Notable semantics aside, it is fortuitous timing for the startup’s fundraise, given that the market is appearing to head into a downturn. (In a similar vein, Miller emphasized that “there’s no tie-in between what we’re doing and crypto; you’re not gonna save your emergency savings in crypto” despite FTX’s involvement in the round.)

It’s an echo of Orman’s philosophy, which is all about the importance of simple steps toward a healthier financial life.

Orman’s involvement was first hidden from the public, a choice the co-founders said they made as to shield the startup from mass attention until after the product had more legs. The co-founders said they had to prove Orman’s involvement was legitimate to investors when pitching. After all, she could have self-funded the startup.

“On our own, [Bassam] and I are a very fundable duo,” Miller said. “Bringing Suze in, we had to convince them that she was actually like, really deeply involved in the company.” Orman said she pushed back on a number of product roadmap suggestion from her other two co-founders, including making it look less like Mint, a personal finance platform adorned with graphs and data and more like a wallet that can inspire people to save.

Orman’s early feedback, according to Saliba, impacted the design of the app so it just focused on telling people how much money is coming in and helping them get it when they have an emergency.

 

Image Credits: SecureSave

“Don’t get in the way of doing that, but don’t make it too simple,” he said. “We always use this analogy of, it’s a piggy bank and it’s your money, so if you have an emergency you’re able to get to that money but also if you have the hammer you’re about to smash it … we want to slow you down to make sure you really want to do that.”

The company declined to name specific names of customers or offer a total number of customers to date but did say that the dream would eventually be to serve larger businesses like Walmart and Chipotle, not just tech businesses with people who may already speak the language of neobanks and savings.

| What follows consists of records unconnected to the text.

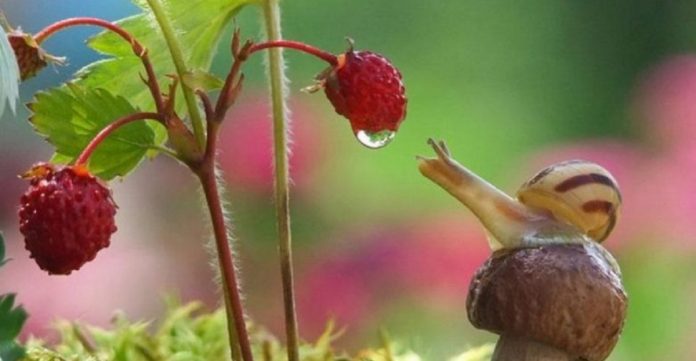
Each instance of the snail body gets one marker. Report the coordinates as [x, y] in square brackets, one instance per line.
[550, 289]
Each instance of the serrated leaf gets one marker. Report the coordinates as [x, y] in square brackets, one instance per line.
[9, 74]
[71, 115]
[11, 321]
[199, 25]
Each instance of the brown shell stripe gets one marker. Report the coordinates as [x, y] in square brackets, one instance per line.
[583, 179]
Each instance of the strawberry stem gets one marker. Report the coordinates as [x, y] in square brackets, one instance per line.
[104, 133]
[321, 54]
[139, 50]
[276, 68]
[233, 302]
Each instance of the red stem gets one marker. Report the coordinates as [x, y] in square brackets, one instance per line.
[104, 133]
[323, 55]
[139, 50]
[206, 174]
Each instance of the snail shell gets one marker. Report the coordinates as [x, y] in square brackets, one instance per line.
[577, 192]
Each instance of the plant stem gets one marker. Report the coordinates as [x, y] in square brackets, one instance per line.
[139, 50]
[271, 12]
[104, 133]
[239, 338]
[181, 68]
[321, 54]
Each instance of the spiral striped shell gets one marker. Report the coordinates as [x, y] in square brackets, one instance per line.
[577, 192]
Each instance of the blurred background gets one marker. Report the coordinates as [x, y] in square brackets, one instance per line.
[511, 86]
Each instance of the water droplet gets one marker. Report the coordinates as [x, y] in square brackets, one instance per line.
[375, 140]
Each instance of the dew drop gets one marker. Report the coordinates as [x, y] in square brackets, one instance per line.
[375, 140]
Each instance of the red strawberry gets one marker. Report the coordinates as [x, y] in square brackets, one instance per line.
[367, 89]
[66, 217]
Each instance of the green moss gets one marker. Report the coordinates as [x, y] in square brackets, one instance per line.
[190, 333]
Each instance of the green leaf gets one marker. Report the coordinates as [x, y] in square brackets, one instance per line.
[11, 321]
[9, 74]
[71, 115]
[199, 24]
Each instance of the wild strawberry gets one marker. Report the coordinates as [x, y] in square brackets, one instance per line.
[367, 89]
[66, 217]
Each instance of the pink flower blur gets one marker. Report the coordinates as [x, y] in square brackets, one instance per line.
[665, 100]
[246, 144]
[432, 258]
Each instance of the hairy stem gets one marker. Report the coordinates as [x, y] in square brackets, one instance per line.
[239, 337]
[139, 50]
[321, 54]
[181, 68]
[271, 13]
[104, 133]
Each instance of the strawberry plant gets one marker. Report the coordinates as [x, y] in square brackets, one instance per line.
[153, 95]
[11, 320]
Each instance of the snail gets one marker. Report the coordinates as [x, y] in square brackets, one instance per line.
[549, 289]
[578, 192]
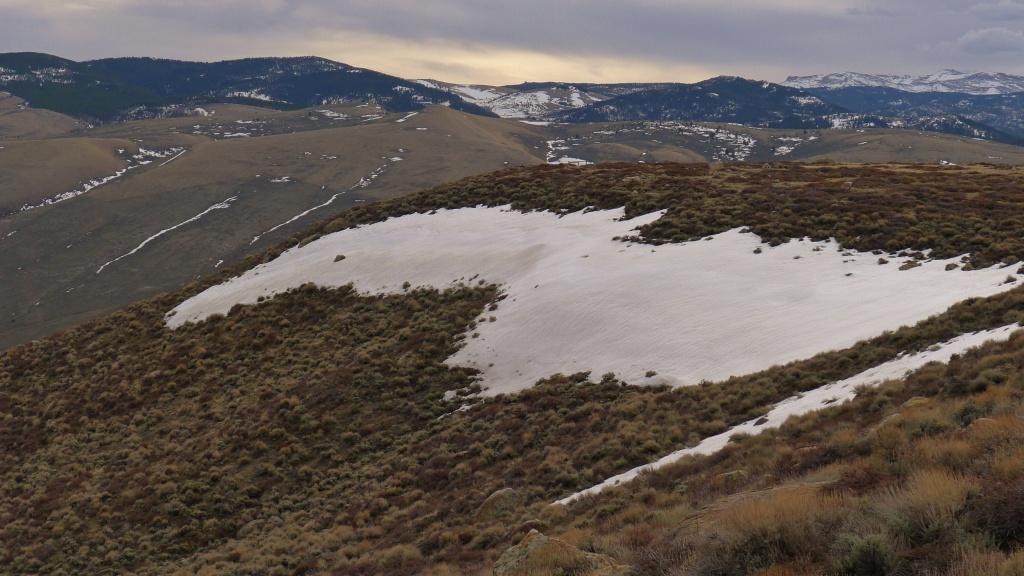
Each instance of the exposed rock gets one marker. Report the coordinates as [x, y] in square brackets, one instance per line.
[915, 402]
[538, 553]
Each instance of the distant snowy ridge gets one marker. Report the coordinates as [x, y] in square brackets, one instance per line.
[944, 81]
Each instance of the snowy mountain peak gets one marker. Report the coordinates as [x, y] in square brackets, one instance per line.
[948, 80]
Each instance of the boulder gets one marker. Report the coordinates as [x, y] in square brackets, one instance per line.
[500, 503]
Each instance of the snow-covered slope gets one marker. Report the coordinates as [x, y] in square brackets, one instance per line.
[828, 395]
[944, 81]
[531, 100]
[579, 300]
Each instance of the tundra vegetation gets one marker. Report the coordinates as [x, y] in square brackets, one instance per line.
[311, 434]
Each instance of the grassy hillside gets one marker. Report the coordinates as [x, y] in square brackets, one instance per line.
[18, 121]
[49, 263]
[310, 434]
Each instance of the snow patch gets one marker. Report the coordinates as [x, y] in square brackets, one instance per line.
[828, 395]
[578, 300]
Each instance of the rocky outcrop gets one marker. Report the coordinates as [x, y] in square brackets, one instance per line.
[538, 554]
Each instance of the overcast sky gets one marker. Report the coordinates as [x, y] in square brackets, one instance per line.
[487, 41]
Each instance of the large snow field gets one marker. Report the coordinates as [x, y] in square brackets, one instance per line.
[834, 394]
[578, 300]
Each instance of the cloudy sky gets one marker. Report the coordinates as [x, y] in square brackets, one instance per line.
[493, 41]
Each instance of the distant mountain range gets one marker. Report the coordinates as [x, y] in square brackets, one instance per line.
[944, 81]
[977, 106]
[137, 87]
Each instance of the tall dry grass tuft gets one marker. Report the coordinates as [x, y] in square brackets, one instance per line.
[928, 503]
[988, 564]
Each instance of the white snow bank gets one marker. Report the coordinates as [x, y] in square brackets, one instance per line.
[581, 301]
[840, 392]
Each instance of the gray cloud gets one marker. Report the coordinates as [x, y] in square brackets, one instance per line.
[531, 39]
[1003, 10]
[990, 41]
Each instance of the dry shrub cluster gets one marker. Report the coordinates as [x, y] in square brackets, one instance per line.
[308, 434]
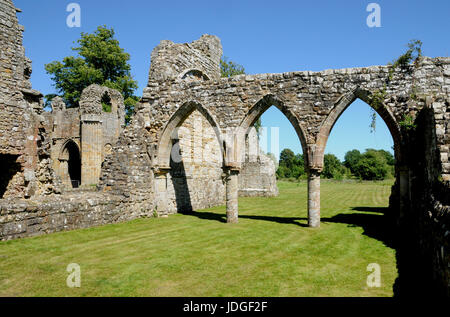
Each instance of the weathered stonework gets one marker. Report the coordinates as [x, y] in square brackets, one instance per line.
[140, 178]
[83, 136]
[25, 168]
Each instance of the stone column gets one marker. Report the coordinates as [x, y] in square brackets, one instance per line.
[403, 192]
[91, 148]
[232, 188]
[64, 173]
[314, 198]
[161, 190]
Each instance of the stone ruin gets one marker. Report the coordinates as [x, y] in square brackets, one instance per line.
[189, 146]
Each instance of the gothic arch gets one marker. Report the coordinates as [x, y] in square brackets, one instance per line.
[176, 120]
[70, 161]
[258, 109]
[340, 106]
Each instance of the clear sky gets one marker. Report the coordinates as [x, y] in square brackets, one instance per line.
[263, 36]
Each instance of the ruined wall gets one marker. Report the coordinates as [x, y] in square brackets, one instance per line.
[93, 130]
[199, 60]
[257, 176]
[24, 144]
[195, 179]
[135, 178]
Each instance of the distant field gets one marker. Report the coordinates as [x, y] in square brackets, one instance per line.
[271, 252]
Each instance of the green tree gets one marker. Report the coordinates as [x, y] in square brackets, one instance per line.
[287, 158]
[100, 61]
[372, 166]
[333, 167]
[228, 69]
[351, 158]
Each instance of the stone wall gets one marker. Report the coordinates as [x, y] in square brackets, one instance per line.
[88, 128]
[199, 60]
[24, 144]
[258, 173]
[137, 177]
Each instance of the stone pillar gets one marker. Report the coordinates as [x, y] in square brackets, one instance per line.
[64, 173]
[314, 198]
[91, 148]
[161, 190]
[403, 192]
[232, 188]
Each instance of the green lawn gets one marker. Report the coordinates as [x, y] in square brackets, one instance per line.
[271, 252]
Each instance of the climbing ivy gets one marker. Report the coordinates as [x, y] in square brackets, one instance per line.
[407, 123]
[412, 55]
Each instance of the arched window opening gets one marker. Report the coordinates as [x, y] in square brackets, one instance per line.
[360, 146]
[106, 103]
[71, 164]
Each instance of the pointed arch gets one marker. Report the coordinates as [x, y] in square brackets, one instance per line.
[176, 120]
[70, 156]
[340, 106]
[256, 112]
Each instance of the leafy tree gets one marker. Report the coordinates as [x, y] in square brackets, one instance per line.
[332, 167]
[351, 158]
[100, 61]
[229, 68]
[291, 165]
[273, 158]
[390, 160]
[287, 158]
[372, 166]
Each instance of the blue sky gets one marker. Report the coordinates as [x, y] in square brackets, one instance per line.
[263, 36]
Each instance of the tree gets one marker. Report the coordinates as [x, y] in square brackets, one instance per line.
[372, 166]
[332, 167]
[351, 158]
[228, 69]
[273, 158]
[287, 158]
[100, 61]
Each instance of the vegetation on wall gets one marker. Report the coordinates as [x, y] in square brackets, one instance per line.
[100, 61]
[229, 68]
[411, 56]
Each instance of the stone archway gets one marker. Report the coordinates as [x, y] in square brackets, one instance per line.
[70, 164]
[317, 155]
[179, 160]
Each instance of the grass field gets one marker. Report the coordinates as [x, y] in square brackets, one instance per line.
[271, 252]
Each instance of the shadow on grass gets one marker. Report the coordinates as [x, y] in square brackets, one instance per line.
[376, 226]
[222, 218]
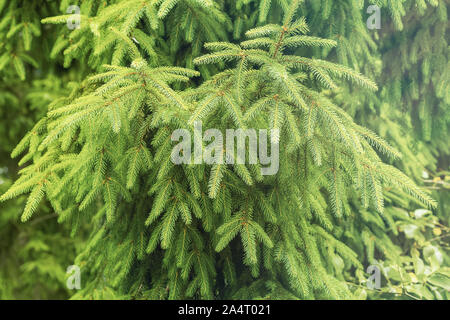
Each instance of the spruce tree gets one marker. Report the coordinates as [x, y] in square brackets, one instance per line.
[100, 152]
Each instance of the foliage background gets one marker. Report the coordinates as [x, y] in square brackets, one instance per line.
[40, 63]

For employers to offer SecureSave, the price is typically $3 per employee per month. Most employers give around $125 per year in incentives, the startup says.

So far, the company says it is seeing nearly a 60% adoption rate, with employees saving on average over $100 per month, and over half of users checking their accounts each month. Over 90% of employees are still participating in the program six months after joining, which indicates a sort of stickiness that fintechs love.

Image Credits: SecureSave

One thing that fintechs love that SecureSave doesn’t, though, is the move to going horizontal. The co-founders said that they’re not going to use ESAs as a wedge to get into every other corner of an employee’s financial life; instead focusing on the vertical at large instead of a suite of different products.

“Everybody else is trying to land and expand, they’re trying to rationalize these ridiculous customer cost of acquisition prices,” Miller said. “But as a fintech trying to spend money to acquire and expand … we had a number of investors as far back as a year and a half ago saying [we] just don’t really want to fund those companies anymore … and I think now that’s just a dead proposition.”

He added: “Our bet is that emergency savings as a brand concept and as an industry vertical is big enough.”